Reversing epigenetic T cell exhaustion

This 2019 worldwide discussion among 18 experts concerned T cell exhaustion:

“‘T cell exhaustion’ is a broad term that has been used to describe the response of T cells to chronic antigen stimulation, first in the setting of chronic viral infection but more recently in response to tumours.

Key questions remain about the potential to reverse the epigenetic programme of exhaustion and how this might affect the persistence of T cell populations.”


There were nearly a dozen viewpoints on even “What do we mean by T cell exhaustion and/or dysfunction and how would you define this state?” 🙂

Answers to the question “What are the key controversies and outstanding research questions?” included:

  • “What are the cellular signalling and transcriptional pathways that drive the conversion to an exhausted T cell phenotype, and how can the chromatin and transcriptional changes of exhaustion be reversed in individual exhausted cells?
  • Whether and how we can manipulate signalling pathways to both activate and maintain T cell responses remain open questions, as does the question of whether pharmacological manipulations can reverse the epigenetic changes associated with exhaustion versus expand less-exhausted populations.
  • We need to define better the effects of the microenvironment on the induction of T cell exhaustion, the developmental trajectories of exhaustion and the point at which and extent to which exhaustion can be reversed.

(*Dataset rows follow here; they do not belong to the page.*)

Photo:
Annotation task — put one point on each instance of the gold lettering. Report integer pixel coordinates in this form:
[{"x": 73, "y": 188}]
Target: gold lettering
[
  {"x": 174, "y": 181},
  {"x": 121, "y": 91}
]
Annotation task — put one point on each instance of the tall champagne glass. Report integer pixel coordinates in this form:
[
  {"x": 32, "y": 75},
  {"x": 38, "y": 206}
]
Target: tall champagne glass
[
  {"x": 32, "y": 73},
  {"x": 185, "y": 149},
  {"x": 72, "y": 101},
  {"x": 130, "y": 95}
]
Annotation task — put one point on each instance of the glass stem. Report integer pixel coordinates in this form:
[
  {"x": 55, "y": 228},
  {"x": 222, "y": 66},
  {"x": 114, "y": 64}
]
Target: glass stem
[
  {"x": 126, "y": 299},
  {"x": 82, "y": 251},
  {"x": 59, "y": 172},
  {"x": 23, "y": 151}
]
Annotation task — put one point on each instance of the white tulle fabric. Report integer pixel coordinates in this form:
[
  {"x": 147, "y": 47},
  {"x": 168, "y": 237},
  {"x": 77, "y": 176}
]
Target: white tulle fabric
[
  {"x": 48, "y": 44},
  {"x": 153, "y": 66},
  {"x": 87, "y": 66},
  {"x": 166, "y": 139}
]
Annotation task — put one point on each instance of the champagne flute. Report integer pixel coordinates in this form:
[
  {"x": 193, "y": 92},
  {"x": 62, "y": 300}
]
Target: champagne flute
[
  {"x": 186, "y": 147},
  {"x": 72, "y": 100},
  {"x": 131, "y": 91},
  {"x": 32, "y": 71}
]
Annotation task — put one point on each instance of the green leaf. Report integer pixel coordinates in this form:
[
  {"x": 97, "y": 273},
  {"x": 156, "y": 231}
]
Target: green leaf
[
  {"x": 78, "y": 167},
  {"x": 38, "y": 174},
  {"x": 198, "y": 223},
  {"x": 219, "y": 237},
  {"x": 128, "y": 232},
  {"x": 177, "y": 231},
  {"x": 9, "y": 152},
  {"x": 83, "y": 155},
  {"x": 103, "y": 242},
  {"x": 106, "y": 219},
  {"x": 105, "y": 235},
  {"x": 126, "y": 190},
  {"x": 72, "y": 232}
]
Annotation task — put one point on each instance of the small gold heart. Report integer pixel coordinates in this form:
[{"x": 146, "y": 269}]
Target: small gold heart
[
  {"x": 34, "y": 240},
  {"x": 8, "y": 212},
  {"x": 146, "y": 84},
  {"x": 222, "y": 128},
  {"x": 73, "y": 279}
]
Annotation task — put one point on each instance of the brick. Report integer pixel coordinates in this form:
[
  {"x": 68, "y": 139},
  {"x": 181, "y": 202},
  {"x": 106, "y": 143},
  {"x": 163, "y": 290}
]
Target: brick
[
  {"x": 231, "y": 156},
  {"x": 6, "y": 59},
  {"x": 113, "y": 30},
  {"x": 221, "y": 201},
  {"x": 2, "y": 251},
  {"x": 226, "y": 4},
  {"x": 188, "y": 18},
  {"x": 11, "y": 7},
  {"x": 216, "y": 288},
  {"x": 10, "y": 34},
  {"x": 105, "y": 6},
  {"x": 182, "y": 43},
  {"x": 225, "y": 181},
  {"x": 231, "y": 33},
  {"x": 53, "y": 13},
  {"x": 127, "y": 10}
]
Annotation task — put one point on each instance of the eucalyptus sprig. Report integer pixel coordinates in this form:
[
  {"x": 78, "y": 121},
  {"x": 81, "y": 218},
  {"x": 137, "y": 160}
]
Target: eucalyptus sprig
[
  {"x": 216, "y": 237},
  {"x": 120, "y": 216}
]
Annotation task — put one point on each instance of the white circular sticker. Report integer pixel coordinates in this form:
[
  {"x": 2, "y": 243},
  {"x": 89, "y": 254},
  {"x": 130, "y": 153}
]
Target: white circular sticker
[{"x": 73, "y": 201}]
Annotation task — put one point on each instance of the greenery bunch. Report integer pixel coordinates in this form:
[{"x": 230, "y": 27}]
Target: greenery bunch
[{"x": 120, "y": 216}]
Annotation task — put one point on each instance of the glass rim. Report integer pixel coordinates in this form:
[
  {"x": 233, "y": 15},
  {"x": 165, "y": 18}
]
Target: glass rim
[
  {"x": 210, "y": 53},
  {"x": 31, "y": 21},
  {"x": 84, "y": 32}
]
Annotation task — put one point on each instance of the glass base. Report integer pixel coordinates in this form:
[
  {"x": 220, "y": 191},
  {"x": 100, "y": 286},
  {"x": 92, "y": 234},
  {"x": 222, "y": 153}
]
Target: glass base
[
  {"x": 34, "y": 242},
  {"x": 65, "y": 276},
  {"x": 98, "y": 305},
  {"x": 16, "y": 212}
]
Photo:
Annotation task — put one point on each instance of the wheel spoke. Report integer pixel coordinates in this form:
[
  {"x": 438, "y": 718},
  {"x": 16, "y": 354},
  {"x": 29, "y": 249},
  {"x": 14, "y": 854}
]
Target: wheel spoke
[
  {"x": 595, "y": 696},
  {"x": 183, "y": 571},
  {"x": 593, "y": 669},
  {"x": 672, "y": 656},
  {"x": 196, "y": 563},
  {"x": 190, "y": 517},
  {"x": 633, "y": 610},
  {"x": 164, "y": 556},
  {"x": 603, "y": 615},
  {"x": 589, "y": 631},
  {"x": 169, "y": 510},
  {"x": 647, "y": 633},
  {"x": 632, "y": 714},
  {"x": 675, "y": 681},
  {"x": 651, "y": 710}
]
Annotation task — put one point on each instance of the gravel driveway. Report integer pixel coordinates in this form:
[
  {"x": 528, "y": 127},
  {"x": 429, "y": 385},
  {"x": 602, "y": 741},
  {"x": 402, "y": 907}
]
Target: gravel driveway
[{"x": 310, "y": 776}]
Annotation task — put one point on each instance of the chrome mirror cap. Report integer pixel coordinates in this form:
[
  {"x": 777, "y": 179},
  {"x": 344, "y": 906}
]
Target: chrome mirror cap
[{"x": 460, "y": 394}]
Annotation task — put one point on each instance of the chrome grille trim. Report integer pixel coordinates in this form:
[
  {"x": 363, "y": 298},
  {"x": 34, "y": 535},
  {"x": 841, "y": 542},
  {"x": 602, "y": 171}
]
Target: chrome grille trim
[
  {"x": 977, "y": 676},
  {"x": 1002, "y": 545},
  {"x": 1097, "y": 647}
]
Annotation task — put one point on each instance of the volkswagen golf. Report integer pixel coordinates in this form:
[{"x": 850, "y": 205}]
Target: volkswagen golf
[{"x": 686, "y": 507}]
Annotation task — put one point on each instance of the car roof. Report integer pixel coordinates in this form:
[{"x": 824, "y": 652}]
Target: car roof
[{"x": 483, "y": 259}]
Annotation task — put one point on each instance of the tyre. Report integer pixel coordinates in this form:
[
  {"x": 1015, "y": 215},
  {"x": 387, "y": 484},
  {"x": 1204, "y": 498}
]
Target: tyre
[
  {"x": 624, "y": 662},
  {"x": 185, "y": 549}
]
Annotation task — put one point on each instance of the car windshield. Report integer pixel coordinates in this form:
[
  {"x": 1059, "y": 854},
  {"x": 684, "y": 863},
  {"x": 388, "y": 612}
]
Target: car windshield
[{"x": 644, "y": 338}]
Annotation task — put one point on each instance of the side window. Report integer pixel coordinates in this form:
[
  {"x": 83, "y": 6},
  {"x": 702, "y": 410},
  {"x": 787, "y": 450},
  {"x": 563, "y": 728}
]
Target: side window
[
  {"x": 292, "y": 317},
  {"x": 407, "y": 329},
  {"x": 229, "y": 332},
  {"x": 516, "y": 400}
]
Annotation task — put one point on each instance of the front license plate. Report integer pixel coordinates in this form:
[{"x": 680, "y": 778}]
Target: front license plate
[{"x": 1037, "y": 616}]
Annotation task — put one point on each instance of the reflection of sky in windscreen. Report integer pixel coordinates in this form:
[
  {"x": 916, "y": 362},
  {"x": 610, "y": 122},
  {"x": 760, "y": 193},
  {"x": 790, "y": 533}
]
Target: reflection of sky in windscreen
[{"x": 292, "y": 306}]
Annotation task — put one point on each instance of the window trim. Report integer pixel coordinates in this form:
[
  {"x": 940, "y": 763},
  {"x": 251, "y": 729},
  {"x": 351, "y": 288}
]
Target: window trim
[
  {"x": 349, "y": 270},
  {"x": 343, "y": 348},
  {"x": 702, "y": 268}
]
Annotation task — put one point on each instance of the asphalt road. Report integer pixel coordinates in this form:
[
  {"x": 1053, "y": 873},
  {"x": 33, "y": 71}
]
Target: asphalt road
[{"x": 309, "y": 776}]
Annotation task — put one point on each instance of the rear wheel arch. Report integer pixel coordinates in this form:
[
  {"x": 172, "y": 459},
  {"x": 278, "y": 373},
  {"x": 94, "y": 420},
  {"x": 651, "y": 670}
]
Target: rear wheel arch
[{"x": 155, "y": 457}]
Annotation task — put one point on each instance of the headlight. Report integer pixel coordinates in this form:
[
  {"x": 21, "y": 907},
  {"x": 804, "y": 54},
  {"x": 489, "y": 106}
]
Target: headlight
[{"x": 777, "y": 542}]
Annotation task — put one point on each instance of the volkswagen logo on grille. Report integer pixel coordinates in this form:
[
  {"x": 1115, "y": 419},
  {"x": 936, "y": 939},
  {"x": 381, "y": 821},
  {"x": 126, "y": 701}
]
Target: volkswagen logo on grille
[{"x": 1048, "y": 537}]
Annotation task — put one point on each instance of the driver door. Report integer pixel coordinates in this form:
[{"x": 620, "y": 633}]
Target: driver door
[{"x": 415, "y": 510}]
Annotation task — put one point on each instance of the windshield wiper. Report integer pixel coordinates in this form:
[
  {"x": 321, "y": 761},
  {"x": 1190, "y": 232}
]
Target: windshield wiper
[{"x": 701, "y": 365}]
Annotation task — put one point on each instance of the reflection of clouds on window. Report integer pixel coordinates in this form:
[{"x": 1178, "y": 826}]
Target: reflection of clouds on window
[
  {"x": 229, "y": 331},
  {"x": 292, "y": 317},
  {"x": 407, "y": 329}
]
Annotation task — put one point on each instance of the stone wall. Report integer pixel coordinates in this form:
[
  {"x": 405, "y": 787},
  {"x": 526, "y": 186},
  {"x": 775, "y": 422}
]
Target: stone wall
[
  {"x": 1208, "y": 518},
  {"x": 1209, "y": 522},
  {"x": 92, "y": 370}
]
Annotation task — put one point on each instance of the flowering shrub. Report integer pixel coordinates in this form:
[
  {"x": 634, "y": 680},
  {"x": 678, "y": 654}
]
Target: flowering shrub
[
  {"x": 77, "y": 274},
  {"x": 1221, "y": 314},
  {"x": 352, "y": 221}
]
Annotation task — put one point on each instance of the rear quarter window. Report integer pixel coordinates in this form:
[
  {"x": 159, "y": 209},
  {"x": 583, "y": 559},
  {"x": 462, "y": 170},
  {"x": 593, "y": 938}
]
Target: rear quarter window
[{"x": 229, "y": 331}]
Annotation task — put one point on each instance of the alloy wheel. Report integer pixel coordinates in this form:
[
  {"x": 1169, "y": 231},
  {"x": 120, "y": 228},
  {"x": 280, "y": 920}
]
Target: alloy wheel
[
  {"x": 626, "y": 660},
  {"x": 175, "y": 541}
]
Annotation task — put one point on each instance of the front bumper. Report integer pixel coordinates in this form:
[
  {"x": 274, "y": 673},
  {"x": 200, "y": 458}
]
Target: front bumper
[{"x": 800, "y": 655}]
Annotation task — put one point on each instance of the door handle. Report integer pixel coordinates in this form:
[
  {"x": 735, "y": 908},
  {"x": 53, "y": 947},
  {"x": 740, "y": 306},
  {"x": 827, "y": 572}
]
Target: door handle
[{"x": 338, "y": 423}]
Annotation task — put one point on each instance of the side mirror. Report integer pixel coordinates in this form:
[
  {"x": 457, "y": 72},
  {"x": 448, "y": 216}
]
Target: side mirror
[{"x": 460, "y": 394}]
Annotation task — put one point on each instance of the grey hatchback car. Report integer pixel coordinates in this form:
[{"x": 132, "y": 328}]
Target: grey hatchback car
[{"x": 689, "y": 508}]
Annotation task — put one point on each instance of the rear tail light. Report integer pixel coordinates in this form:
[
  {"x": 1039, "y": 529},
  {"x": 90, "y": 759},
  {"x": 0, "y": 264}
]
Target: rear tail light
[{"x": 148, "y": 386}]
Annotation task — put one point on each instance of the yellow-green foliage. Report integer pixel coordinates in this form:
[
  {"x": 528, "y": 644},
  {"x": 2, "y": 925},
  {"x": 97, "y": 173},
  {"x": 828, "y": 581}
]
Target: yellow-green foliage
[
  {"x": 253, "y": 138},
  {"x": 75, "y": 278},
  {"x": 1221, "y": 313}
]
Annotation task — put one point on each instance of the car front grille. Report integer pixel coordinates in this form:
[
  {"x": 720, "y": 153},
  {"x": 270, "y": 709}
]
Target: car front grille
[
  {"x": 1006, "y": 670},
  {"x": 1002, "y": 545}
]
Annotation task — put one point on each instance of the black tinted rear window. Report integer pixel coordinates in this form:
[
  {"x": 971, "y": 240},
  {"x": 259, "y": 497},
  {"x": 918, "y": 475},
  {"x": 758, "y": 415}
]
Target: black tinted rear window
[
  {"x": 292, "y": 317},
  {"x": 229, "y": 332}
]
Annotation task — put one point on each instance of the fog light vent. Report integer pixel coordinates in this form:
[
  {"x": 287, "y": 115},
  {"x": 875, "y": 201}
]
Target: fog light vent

Understanding the consequences of unleashing T cells from exhaustion will also be crucial to designing the most effective therapeutic interventions.
  • When and how exhausted T cell populations are formed. The original view that they are terminally differentiated descendants of formerly ‘normal’ effector T cells has been challenged.
  • Whether the predysfunctional T cells themselves, or their more differentiated (and phenotypically dysfunctional) progeny, form the ultimate effector pool for control of human tumours.
  • How do the functions and states (subpopulations) of exhausted T cells change over time? Can the epigenetic state of exhaustion be reversed to form true effector or memory T cells, and is this required for improved cancer immunotherapy?
  • There is no definitive marker for exhausted T cells, although TOX may prove to be useful. Transcriptional profiles are informative, but epigenetic changes are more specific and robust. A major clinical question is whether exhausted T cells can be, or indeed need to be, reprogrammed to achieve therapeutic benefit.”

https://www.nature.com/articles/s41577-019-0221-9 “Defining ‘T cell exhaustion'” (not freely available)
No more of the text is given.